農科学もうひとつの道 完全自然農法
12 人口200億人まで養える~自然農法で砂漠を農地に
ここ数年、気候変動のニュースは多くの人が見聞きするようになった。そして、干ばつや洪水によって農作物に大きな被害が出ていることも、少しずつ伝えられている。その一方、2015年に国連サミットで採択されたSDGs(持続可能な開発のための2030年アジェンダ)は、2030年までに飢餓をなくす目標を立てている。先進国のフードロスをなくし、ロボットによる農作業、植物工場、あるいは遺伝子組み換え技術による動植物の細胞培養など、最先端技術を使うことを提言している。
これは、裏を返すと「いまの人口増加のペースを考えると、世界は食料不足による飢餓が広がり、いまの人口を支えることはできない」という危機的な状況を示している。

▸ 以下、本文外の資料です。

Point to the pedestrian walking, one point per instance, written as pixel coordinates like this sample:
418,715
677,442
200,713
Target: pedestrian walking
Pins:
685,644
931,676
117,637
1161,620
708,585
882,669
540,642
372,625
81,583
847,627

しかし、提案された先端技術で、目標は本当に達成されるのだろうか。
日本の高度経済成長期と言われる1970年代には、すでに世界的な人口爆発と資源の枯渇への警告が多くの研究者から発せられていた。あれから半世紀の間、人口は増加し続けており、2030年に85億人、2050年には100億人に達すると予測されている。そこで、国連の舞台では、表向きには人権を尊重しつつ、「いかに人口を増やさないか」というテーマの議論も盛んに行なわれている。たとえば、「思春期を迎えた少女の意図しない妊娠を防ぐ」、「適齢期を迎えた女性の計画していない出産を防ぐ」などだ。これらの対策によって、少しでも人口増加を抑えようというのだ。